Prevalence (%) of knee osteoarthritis, classified by the number of components of metabolic syndrome (MS). MS components consisted of obesity, hypertension, dyslipidemia, and impaired glucose tolerance.

To clarify the effect of the accumulation of MS components on the presence of KOA, logistic regression analysis was performed using the presence of KOA as the objective variable and the MS components (OW, HTN, DL, and IGT) present as explanatory variables after adjustment for age and sex. Compared to the reference condition (no MS components), increasing the number of components of MS significantly increased the OR for the presence of KOA (vs no component; 1 component: OR 1.18, 95% CI 0.87–1.61, p = 0.273; 2 components: OR 1.74, 95% CI 1.25–2.44, p = 0.001; more than 3 components: OR 2.15, 95% CI 1.44–3.23; p < 0.001). Again, the same analysis was also performed stratified by sex. In men, although no dose-response effects of the accumulation of MS components on KOA were observed when the number of the components was 1 or 2, the accumulation of 3 or more components of MS tended to be significantly associated with a higher OR of KOA (vs no component; 1 component: OR 1.94, 95% CI 1.11–3.39, p = 0.021; 2 components: OR 1.61, 95% CI 0.89–2.91, p = 0.117; more than 3 components: OR 2.96, 95% CI 1.5–5.85, p = 0.002). In contrast, in women, no significant difference was observed between the presence of no components and 1 component; however, 2 or more components of MS increased the risk of KOA significantly (vs no component; 1 component: OR 0.89, 95% CI 0.61–1.29, p = 0.527; 2 components: OR 1.94, 95% CI 1.27–2.96, p = 0.002; more than 3 components: OR 1.71, 95% CI 1.01–2.87, p = 0.044).

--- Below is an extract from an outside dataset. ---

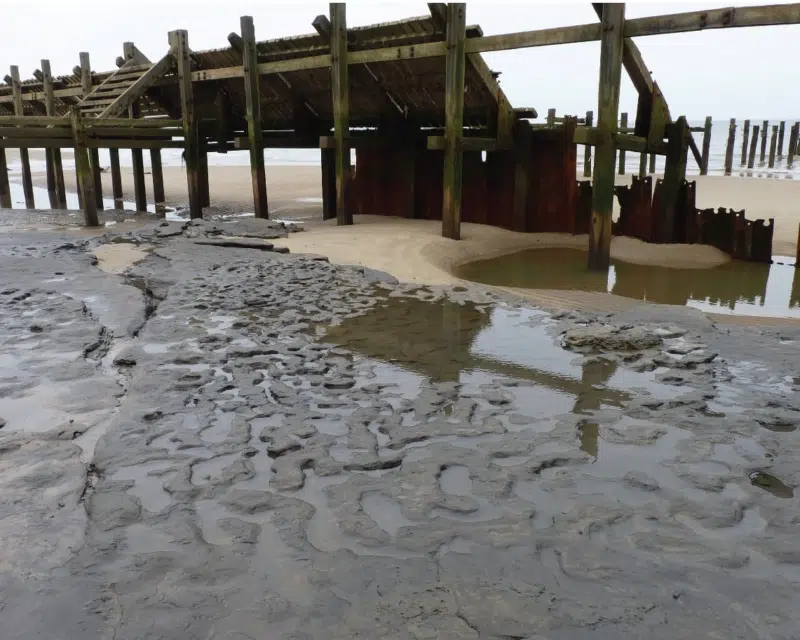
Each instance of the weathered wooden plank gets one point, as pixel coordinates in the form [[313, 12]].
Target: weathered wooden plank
[[179, 47], [753, 147], [341, 109], [674, 178], [84, 171], [139, 87], [707, 144], [623, 121], [587, 150], [157, 174], [745, 140], [52, 167], [116, 179], [773, 146], [729, 147], [24, 157], [612, 22], [455, 63], [253, 116]]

Logistic regression analysis was performed using the presence of KOA as the objective variable and the number of MS components present (OW, HTN, DL, and IGT) as explanatory variables, after adjustment for age, sex, regional difference, smoking habit, alcohol consumption, physical activities, regular exercises, and history of knee injuries. Figure 1 shows the OR of the association between accumulation of components of MS and presence of KOA. Compared to the reference condition (no components of MS), increasing the number of components of MS significantly increased the OR for the presence of KOA (vs no component; 1 component: OR 1.21, 95% CI 0.88–1.68, p = 0.237; 2 components: OR 1.89, 95% CI 1.33–2.70, p < 0.001; > 3 components: OR 2.72, 95% CI 1.77–4.18, p < 0.001). Again, the same analysis was also performed stratified by sex. In men, although no dose-response effects of the accumulation of MS components on KOA were observed when the number of the components was 1 or 2, the accumulation of 3 or more components of MS tended to be significantly associated with a higher OR of KOA (vs no component; 1 component: OR 2.07, 95% CI 1.15–3.74, p = 0.016; 2 components: OR 1.68, 95% CI 0.89–3.17, p = 0.110; more than 3 components: OR 3.88, 95% CI 1.87–80.6, p < 0.001). In contrast, in women, no significant difference was observed between the presence of no component and 1 component; however, 2 or more components of MS increased the OR of KOA significantly (vs no component; 1 component: OR 0.88, 95% CI 0.59–1.32, p = 0.541; 2 components: OR 2.13, 95% CI 1.36–3.34, p = 0.001; > 3 components: OR 2.17, 95% CI 1.25–3.77, p = 0.006).

Figure 1.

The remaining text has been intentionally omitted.